6 Responses to “The problem is that most academics are kind of trained to resist interdisciplinarity.”

  1. starfishncoffee says:

    So whatya mean THAT kind of sociologist? I’M that kind of sociologist!!!
    Just kidding.

    But one of the things that made my work difficult to do in the context of the academy was the fact that I could ONLY do it interdisciplinarily.
    Also I found it less difficult to dialogue with folks in other disciplines, but it became more and more difficult to have conversations within sociology with those who weren’t aware of what was happening outside of the discipline.

  2. Michael Cohn says:

    In my field, we’re lucky to get interlaboratory research. Social psychologists seem to love discovering the same thing five times in a decade, but giving it different names and splitting increasingly fine hairs, so they never have to admit that it’s the same. Everyone’s trying to be the ur-paradigm that gets credit, and that everyone else is seen as piddling replications of.

  3. palfrey says:

    And this would be why I keep trying to learn a few things outside my subject area (both in the sense of outside Computer Science, and outside my specialised sub-sub-field) whenever I get the chance. Admittedly, there’s a fair amount of self-selection problems there (in that I’m only picking random items that I’ve found that I find interesting, as opposed to various big blocks o’ math that would probably be of more use to me), but I’ve tried to do what I can to fight this as much as I can. I’m doing better than most, but it’s definately on the long list of things that I want to do better at.

  4. Dad says:

    When I started teaching Science and Religion (lo, these 17 years ago, I think), I found first of all that there was a huge vocabulary to learn in theology that I had no awareness of at all (fideism, kerygma, apophatic, hermeneutics, etc.) There are also terms, as you suggest, that had different meanings in theology from the common ones I was familiar with. “Myth” would be the epitome of this.
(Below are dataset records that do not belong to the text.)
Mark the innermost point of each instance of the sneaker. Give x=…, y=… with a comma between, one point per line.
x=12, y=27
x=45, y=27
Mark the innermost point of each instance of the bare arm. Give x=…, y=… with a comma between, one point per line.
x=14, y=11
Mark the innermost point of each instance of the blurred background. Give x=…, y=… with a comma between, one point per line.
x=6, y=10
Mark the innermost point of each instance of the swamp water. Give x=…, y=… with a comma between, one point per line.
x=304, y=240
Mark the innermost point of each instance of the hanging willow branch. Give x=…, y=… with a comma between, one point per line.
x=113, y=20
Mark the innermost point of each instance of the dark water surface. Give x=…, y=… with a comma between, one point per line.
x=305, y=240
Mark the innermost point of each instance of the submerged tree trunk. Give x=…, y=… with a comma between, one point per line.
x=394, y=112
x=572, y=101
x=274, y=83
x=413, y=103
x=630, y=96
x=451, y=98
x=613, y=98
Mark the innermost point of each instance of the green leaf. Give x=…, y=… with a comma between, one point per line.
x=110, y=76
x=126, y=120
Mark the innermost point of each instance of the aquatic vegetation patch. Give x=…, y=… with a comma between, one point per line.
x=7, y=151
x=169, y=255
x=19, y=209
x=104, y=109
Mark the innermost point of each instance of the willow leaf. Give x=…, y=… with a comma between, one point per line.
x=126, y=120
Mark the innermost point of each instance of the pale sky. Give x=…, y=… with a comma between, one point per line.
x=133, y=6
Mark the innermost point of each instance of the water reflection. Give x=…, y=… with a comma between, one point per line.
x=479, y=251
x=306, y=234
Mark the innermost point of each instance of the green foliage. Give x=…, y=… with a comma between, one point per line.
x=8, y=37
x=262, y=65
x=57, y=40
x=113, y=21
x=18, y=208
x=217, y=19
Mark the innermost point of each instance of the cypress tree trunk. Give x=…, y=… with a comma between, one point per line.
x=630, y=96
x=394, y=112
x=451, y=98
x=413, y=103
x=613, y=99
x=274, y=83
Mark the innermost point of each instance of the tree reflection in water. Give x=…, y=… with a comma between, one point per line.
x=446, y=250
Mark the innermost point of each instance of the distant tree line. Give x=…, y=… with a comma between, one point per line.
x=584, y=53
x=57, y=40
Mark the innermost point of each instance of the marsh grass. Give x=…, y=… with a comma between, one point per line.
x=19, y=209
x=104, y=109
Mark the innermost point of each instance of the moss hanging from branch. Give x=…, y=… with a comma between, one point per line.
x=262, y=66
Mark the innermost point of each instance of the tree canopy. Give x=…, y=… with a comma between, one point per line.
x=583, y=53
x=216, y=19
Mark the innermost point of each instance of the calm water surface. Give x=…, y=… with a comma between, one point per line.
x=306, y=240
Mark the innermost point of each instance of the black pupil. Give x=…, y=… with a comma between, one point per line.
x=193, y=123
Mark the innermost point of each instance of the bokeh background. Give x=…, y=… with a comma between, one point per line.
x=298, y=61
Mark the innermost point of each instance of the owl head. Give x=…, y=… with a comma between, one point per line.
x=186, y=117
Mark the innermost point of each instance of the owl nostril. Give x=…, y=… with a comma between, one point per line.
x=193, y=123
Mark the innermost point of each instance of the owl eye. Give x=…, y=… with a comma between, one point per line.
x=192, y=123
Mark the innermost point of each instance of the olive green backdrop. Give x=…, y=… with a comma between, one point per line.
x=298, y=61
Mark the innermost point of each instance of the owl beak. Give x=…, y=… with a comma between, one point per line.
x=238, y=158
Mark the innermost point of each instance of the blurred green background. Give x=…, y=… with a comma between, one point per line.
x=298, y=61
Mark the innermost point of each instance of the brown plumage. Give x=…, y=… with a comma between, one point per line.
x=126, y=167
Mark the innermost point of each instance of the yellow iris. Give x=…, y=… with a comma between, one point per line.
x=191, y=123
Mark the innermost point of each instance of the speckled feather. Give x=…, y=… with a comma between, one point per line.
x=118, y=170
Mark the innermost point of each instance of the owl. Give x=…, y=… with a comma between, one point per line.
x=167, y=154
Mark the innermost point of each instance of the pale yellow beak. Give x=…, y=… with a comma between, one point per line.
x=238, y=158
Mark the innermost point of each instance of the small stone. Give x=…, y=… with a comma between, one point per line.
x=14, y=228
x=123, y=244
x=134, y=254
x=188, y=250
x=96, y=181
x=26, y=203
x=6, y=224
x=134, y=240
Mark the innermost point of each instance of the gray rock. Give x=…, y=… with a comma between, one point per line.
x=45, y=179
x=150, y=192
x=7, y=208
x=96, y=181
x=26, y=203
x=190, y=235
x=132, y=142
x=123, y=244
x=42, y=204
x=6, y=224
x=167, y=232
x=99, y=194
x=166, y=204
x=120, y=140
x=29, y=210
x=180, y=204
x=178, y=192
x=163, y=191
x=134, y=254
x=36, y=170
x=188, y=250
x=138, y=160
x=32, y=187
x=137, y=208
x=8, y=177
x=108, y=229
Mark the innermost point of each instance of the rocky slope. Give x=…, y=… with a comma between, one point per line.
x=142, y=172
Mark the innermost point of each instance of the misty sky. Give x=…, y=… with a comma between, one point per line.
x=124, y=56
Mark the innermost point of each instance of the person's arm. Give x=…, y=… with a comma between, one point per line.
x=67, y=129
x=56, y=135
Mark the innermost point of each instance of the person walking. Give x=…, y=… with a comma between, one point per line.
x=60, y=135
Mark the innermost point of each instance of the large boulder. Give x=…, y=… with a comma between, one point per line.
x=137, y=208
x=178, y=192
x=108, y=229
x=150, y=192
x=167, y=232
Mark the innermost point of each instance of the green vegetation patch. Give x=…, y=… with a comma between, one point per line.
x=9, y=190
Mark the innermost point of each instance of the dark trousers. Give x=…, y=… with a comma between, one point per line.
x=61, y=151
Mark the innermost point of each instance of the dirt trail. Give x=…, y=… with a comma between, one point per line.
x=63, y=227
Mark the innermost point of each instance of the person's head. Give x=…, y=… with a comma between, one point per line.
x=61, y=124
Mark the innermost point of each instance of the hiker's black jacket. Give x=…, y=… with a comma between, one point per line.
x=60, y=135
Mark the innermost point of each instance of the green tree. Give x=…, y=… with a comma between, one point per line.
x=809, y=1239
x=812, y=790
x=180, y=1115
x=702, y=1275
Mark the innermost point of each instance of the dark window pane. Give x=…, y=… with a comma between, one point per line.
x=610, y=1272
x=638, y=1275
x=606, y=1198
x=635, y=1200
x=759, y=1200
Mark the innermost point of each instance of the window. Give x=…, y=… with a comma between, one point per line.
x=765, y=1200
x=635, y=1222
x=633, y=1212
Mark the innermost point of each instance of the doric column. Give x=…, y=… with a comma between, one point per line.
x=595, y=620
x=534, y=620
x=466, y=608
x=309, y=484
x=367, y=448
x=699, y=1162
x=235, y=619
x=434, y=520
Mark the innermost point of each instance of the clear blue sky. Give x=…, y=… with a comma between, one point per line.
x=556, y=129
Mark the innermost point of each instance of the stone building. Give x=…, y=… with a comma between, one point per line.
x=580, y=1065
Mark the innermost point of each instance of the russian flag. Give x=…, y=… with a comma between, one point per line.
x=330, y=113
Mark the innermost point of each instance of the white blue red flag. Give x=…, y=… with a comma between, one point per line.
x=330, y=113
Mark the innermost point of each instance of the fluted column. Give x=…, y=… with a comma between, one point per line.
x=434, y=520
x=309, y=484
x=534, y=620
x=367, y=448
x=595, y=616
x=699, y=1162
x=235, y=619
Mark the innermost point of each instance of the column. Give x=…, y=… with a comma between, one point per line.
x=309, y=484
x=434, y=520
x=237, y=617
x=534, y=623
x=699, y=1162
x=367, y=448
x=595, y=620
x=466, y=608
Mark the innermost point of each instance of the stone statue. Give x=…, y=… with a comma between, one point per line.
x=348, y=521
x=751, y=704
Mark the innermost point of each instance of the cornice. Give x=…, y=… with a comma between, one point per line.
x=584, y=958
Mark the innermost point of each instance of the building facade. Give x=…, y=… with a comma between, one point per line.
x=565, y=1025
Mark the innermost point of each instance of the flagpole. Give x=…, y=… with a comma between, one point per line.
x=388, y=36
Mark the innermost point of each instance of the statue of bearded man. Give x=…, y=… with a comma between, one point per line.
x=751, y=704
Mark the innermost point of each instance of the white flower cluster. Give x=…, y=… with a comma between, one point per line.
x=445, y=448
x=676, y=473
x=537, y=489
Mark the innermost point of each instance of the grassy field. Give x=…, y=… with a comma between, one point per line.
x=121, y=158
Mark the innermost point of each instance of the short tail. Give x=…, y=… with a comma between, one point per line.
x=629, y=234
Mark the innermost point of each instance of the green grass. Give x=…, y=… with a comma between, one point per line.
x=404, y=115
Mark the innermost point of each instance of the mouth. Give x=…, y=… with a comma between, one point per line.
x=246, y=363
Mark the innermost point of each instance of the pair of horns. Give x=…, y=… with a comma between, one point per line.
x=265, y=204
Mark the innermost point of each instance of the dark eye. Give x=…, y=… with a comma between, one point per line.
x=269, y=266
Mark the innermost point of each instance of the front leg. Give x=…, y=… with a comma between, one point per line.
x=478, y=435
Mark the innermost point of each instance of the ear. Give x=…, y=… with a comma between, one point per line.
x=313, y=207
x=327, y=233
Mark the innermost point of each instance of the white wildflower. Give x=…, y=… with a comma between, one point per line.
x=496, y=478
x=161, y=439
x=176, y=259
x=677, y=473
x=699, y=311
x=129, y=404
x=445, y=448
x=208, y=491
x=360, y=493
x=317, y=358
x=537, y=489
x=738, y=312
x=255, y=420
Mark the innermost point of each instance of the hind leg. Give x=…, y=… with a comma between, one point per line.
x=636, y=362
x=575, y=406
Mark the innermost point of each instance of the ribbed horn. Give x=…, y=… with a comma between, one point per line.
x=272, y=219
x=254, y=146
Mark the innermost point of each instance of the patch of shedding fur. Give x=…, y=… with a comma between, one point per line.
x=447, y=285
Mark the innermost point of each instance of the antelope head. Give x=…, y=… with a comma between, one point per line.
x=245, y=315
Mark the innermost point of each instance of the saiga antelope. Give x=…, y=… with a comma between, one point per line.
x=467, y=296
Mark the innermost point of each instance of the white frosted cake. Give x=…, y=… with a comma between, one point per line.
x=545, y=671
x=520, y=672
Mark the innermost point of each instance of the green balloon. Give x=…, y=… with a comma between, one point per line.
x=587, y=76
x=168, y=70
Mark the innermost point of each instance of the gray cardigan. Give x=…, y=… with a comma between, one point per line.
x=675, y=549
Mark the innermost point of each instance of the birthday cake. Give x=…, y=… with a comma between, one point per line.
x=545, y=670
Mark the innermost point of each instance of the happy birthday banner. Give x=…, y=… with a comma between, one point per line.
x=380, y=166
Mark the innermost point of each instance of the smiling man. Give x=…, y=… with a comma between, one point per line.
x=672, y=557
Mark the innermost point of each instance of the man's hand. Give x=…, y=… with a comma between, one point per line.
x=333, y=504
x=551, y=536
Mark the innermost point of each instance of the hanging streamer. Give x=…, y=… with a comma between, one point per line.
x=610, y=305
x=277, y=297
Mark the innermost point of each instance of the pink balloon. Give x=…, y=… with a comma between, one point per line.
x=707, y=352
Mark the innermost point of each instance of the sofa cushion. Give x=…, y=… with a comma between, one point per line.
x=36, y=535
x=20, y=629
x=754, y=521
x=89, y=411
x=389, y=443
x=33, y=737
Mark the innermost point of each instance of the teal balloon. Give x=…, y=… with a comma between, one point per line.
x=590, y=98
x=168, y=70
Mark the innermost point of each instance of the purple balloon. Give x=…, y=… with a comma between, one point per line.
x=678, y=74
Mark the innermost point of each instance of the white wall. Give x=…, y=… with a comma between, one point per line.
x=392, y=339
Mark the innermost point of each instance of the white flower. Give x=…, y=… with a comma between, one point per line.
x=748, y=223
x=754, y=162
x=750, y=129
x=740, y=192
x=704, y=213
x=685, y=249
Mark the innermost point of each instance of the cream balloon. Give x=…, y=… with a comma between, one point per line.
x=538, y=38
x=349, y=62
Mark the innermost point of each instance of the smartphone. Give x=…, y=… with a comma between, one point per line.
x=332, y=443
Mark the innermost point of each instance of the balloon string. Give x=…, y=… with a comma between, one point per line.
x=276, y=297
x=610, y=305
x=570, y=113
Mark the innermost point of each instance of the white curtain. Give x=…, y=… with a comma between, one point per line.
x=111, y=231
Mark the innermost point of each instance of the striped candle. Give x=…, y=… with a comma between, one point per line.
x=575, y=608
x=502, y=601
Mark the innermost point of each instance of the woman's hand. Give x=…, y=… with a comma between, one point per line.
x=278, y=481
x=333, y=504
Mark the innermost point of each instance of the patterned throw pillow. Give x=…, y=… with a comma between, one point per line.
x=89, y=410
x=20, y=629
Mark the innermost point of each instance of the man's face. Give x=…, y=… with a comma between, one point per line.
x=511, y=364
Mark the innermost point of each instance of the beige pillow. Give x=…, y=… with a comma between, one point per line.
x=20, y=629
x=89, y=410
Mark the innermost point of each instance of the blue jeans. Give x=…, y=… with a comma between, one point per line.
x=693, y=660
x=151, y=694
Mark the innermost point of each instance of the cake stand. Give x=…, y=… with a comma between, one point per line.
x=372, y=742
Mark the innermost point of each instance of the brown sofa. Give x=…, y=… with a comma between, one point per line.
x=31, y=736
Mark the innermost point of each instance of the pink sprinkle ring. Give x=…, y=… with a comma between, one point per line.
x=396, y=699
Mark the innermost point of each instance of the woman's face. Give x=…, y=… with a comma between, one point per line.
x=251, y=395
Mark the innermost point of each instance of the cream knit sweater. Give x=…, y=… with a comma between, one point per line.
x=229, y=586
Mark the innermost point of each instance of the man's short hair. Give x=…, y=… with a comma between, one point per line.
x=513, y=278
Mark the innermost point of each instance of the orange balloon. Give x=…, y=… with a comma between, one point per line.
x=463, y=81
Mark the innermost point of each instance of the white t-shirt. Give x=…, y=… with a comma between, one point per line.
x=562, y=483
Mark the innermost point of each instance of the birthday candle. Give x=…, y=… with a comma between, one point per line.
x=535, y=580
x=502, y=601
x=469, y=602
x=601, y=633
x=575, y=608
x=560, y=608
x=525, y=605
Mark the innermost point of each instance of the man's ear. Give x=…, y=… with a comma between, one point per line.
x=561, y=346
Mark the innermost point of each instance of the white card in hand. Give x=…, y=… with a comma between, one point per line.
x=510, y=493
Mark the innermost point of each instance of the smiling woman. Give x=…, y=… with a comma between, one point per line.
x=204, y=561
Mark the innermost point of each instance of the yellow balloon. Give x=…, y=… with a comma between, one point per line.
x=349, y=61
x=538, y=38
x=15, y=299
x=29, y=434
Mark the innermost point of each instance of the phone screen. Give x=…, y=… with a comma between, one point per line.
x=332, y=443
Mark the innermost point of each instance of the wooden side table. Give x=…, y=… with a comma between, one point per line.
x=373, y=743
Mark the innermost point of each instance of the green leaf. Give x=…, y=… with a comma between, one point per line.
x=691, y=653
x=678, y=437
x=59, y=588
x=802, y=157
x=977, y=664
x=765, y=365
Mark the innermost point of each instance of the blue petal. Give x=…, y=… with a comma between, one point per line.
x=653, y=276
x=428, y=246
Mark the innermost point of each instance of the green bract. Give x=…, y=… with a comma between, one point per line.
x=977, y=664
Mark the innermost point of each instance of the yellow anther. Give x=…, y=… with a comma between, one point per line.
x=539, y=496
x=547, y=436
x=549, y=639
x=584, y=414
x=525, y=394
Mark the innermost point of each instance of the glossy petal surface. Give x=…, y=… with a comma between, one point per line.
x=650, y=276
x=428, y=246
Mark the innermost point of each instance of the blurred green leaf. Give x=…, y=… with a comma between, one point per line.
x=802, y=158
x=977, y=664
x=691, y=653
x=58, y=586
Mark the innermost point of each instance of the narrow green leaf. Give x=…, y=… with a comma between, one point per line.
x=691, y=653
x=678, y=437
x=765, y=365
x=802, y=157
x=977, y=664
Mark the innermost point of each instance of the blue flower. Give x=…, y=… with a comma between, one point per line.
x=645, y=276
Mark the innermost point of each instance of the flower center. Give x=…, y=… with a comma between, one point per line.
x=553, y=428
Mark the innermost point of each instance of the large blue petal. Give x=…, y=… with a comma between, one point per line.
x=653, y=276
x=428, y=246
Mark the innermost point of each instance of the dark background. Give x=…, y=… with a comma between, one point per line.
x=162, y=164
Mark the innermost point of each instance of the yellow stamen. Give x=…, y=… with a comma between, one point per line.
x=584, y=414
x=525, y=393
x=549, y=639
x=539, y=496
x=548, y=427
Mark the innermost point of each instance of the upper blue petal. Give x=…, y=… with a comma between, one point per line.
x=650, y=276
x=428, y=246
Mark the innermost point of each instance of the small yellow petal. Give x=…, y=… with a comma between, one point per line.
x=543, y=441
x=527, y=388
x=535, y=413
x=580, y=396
    Then I also discovered that as a practicing biologist I knew only a few very oversimplified things about the philosophy of science, and had to do a lot of reading in that as well. I still don’t know nearly enough about either of these subjects, but at least I get to team-teach this class with someone who’s been to seminary and knows the theology.

  5. Elizabeth says:

    I have found this to be true time and time (and time) again. Most recently when I transferred from the Ed Psych department to the Curriculum and Instruction department. Many terms, concepts, and even authors are used by both areas, but very differently. I finally made sense of it by thinking of a cube, with the Truth of a concept (no, please let us not get into my use of that word) being at the center. Each discipline then looked at it from a different plane, with wildly varying conclusions as to the nature of The Truth. In the end this has given me a richer understanding I think, but the process is painful until one realizes this is going on at such an extreme level. My background is heavily multi-disciplinary and it always used to amaze me that things that seemed so obvious to me given my technology background (pick a field), were almost entirely unknown in the business area; and so when I brought them up they seemed like new and exciting ideas to the business folk (or vice versa). I have been trying to figure out how to make sense of this in my research, but so far it just seems to make my brain hurt & ooze out of my ears. :)

  6. Alice says:

    This is interesting reading, after attending an orientation for a program at a school that smacks itself on the chest for being So! Very! Interdisciplinary! And to their credit they are, for the most part. But I suppose it also helps that studying about information interaction and information technology as it relates to ‘puters and Internets is young enough that vocabularies and concepts are still building around it.